I was glad I had my route to take my mind off everything else the next day. I settled into a comfortable rhythm as Tilly and I delivered the mail and caught up on the latest news.
“Afternoon, Frank,” I said as we stopped by the police station to drop off the day’s mail. “Any news on Brick’s murder?”
“Not really, although I do have a new theory.”
“And what is that?”
“I’m wondering if the original sample isn’t from a crime of some sort. The person who committed the crime left behind DNA, but it didn’t match anything or anyone in the system. Brick had four suspects in mind, so he collected DNA from all the suspects and had it tested.”
“Wouldn’t you know about it if a crime had occurred?”
“Probably. But not all crimes are reported, and I’m just brainstorming at this point.”
“What sort of crime might not be reported that would leave DNA evidence?” I wondered.
“Rape comes to mind. Not every victim is willing to file a police report. Maybe one of Brick’s cocktail waitresses was the victim. Brick is pretty protective of his girls. What if one of them was raped, but she didn’t know for certain who had done it? Maybe it was dark, or maybe she was blindfolded so she couldn’t see who it was, but she suspected it was one of four men. Maybe Brick gathered evidence from them and had it compared to the DNA evidence left at the scene of the rape. Again, this is just a story I am making up right now, but it demonstrates a scenario that makes sense.”

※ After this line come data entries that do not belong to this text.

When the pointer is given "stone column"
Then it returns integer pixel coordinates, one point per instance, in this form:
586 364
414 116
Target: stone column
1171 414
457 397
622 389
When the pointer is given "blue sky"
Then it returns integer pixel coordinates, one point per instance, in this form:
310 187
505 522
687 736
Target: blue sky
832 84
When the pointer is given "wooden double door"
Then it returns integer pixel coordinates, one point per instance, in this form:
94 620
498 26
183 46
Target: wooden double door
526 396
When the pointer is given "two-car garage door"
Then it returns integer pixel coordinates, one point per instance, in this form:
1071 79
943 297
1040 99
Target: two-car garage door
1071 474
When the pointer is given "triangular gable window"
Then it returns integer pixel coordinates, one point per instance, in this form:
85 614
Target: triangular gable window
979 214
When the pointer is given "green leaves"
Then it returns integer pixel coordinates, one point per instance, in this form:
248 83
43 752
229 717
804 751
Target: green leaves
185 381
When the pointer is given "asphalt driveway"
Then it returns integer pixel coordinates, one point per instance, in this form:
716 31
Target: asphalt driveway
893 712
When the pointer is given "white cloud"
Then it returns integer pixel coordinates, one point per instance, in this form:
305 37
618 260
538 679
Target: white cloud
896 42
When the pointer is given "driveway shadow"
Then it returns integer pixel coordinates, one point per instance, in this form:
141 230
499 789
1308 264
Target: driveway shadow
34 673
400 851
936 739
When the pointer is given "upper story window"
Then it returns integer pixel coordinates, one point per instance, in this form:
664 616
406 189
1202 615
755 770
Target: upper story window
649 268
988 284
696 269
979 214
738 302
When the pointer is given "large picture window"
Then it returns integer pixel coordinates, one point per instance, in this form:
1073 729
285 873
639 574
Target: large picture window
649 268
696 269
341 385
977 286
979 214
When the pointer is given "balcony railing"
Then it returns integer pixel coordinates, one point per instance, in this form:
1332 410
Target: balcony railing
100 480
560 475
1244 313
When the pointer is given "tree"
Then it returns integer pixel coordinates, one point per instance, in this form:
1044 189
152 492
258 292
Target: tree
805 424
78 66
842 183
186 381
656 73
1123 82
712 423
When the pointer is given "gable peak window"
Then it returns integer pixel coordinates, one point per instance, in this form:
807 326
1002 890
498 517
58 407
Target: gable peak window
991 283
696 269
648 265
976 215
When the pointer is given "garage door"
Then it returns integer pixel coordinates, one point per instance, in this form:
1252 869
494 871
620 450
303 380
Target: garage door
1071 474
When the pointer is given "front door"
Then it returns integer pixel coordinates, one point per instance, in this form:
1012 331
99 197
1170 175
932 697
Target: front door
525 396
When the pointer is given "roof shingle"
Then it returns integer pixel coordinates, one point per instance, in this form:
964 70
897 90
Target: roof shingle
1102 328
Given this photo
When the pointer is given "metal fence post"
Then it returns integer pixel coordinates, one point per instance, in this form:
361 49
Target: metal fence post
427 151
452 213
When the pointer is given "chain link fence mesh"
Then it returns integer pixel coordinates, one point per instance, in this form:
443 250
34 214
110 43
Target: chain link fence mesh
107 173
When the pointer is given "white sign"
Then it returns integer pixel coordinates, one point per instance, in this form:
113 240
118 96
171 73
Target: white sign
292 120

I nodded. “It does make sense. Would that same sort of scenario work for crimes co
mmitted in the past?”
Frank shrugged. “Sure, I guess. Why do you ask?”
“I spoke to Sue Wade yesterday. She had her own DNA tested against other Wade family members after Austin admitted that he wasn’t a Wade by birth. She was the one who told Brick about Genocom. He asked her if it was possible to test old DNA samples, and she told him she didn’t know, though she didn’t think DNA had an expiration date. Sue imagined that perhaps Brick had something like an old brush with hair in it that he was trying to use to identify the owner.”
“Like maybe he was given the brush and told that it had belonged to someone he had been looking for, like a missing sister or a long-lost mother,” Frank said. “Maybe he had narrowed it down to four possibilities but needed confirmation of which of the three was the person he was seeking.”
“That works as well,” I said. “We are going to need to find additional clues to figure out who Brick might have been trying to identify through the testing.” I looked up as Mike walked into the reception area from the hallway. “Any luck getting Genocom to voluntarily give up the names associated with the DNA?”
“No,” Mike answered my query, “but I’m still working on trying to get to someone with the authority to make an executive decision and give me the information without a court order.”
“I still think the letter with the handwritten address might provide a clue,” I said. “It was delivered at around the same time as everything else. Did you ever figure out who turned the open box you found over to Brick?”
Mike shook his head. “No one is fessing up to it. It may not even be important, but given everything else that we are putting together, I sure would like to know what was in the box.”
“You said there wasn’t a return address, but if there was a tracking number or even a postmark, maybe we can find out where it came from. Do you have the box here?”